2) President Bush said that Muslims, Jews and Christians pray to the same God. I think that comes from his Good Morning, America interview with Charlie Gibson. It was a question intended to trap him, and he would have been better advised not to answer it. Why should the president be asked such a question? And why should he answer it? He is under no obligation to answer every question. In this case, anything he says gets him into trouble because there is never enough time to explain what he means.
3) He has come out in favor of civil unions. That's true, and I wish he hadn't done it. At least he remains firm and clear and principled in his opposition to gay marriage.
4) "I know Bush isn't a 'theologian' in chief, and I don't expect him to be. But he needs to be a man with a chest and not waver on things he knows to be true." My own guess is that the president is saying what he truly believes, which in some cases is not consistent with what most evangelical Christians believe.
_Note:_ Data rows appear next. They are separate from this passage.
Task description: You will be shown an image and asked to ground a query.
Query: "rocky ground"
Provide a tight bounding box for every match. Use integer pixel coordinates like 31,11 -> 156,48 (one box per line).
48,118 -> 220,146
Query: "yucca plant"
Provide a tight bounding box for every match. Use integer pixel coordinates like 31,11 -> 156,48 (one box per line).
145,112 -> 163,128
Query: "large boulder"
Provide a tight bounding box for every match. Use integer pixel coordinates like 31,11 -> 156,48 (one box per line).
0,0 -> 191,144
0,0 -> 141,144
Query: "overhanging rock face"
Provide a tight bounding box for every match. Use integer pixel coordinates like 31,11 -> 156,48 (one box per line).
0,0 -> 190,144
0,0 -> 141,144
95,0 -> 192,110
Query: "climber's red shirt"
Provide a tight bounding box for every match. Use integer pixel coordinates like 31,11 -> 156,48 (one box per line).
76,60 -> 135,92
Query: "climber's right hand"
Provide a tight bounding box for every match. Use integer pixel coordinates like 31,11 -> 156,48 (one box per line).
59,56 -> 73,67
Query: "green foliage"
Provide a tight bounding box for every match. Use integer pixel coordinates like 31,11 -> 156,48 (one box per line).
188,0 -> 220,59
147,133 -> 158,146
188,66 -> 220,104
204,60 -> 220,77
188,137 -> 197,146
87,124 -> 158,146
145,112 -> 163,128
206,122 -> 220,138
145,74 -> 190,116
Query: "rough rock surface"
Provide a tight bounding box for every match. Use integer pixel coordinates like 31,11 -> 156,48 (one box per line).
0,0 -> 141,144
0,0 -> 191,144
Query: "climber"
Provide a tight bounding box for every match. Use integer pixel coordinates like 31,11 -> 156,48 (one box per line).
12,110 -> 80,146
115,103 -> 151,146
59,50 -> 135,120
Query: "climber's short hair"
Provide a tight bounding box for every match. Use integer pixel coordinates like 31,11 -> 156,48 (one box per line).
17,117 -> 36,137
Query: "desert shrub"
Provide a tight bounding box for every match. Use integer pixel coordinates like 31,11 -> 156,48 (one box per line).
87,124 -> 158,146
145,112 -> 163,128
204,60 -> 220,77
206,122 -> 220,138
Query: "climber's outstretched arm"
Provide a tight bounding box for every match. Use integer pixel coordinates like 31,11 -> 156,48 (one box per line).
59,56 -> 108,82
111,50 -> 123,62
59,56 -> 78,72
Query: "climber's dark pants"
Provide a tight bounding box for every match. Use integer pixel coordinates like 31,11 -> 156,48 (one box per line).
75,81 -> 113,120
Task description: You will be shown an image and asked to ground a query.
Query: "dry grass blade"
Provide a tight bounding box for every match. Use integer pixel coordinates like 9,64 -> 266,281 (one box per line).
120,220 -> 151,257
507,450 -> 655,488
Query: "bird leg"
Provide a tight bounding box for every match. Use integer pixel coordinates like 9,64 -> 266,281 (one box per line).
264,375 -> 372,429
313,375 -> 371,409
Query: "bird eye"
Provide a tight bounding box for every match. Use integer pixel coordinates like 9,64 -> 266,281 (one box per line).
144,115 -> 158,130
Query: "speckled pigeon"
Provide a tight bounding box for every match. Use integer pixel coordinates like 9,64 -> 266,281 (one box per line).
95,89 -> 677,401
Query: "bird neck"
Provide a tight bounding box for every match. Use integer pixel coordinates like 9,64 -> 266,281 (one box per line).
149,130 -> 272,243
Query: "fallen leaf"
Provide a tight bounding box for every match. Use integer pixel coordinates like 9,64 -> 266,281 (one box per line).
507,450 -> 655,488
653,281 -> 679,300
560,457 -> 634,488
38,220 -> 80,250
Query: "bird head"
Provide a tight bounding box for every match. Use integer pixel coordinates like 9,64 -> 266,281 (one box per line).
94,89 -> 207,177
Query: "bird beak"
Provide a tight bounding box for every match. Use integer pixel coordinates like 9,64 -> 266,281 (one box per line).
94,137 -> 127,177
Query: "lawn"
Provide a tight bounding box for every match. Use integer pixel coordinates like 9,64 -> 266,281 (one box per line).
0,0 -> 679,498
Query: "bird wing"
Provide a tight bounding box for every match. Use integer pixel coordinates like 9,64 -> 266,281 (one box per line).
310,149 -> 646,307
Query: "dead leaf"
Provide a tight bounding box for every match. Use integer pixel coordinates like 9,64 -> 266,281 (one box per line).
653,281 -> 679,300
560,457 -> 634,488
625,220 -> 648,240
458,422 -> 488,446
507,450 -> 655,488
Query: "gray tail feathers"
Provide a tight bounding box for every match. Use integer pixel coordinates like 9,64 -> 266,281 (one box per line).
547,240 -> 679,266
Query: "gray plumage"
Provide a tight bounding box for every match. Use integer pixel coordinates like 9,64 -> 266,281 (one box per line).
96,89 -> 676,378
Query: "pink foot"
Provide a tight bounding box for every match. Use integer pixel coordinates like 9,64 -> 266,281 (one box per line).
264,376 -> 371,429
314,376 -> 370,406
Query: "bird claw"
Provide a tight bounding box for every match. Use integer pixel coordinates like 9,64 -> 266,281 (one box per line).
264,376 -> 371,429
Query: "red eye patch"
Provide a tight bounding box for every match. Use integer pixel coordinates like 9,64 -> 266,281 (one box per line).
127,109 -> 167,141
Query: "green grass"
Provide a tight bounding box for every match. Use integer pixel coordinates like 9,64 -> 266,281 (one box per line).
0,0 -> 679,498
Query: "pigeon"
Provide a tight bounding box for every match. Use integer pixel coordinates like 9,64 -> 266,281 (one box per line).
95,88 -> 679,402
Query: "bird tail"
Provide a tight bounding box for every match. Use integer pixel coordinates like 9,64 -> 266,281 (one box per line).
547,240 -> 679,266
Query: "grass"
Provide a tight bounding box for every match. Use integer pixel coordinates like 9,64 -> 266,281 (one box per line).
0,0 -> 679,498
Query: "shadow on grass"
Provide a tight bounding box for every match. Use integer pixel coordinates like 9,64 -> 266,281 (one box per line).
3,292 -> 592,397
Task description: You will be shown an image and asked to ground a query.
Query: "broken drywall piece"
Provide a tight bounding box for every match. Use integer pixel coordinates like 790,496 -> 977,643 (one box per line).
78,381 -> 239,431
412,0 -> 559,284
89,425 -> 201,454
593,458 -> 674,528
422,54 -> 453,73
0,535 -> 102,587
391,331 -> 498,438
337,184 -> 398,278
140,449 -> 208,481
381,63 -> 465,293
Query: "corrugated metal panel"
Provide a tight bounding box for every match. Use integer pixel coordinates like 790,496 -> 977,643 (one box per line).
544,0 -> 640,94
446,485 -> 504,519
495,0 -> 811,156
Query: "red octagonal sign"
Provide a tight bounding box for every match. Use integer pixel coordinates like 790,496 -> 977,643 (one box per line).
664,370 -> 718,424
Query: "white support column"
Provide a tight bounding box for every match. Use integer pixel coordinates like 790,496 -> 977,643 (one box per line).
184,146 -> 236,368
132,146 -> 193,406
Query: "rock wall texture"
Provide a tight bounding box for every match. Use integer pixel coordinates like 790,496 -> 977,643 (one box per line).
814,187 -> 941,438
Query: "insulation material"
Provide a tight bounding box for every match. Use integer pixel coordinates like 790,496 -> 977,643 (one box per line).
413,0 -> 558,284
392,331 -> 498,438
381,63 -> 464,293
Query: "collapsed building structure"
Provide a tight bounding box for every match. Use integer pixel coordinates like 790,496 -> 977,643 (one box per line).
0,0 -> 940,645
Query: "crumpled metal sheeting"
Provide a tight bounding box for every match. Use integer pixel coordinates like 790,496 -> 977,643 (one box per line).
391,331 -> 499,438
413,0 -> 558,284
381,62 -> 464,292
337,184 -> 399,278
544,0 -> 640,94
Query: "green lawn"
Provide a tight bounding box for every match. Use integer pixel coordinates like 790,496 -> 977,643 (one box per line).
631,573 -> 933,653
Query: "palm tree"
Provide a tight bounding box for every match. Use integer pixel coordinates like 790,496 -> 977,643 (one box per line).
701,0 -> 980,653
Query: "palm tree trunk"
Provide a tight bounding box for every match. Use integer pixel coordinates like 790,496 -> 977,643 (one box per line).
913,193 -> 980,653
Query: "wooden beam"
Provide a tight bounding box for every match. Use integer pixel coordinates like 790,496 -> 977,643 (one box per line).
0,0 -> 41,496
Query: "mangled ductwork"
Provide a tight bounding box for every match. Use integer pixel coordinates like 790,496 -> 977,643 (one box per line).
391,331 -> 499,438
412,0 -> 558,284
Or at least he says it differently than we would say it.
I agree with many of the points raised by the person who wrote to me today. But my mind keeps going back to a scene from the movie "Analyze This," starring Rober DeNiro as the Mafia boss with emotional problems, and Billy Crystal as the shrink hired (against his will) to help him. Early in the movie, DeNiro's # 1 man grabs Billy Crystal away from his wedding preparations to go see the Boss. "Hey, you can't do this," Crystal says. "How can he just say he wants you to come and you have to do what he says?" The number # 1 man shrugs and says, "It is what it is."
That's the way I feel about President Bush's faith--"It is what it is." He's not ever going to be as fully evangelical or conservative or plainspoken on certain issues as we might like. But at least he's been consistently that way for the last four years. Now have to choose between George Bush and John Kerry. Between two imperfect men, we do have a clear choice next Tuesday.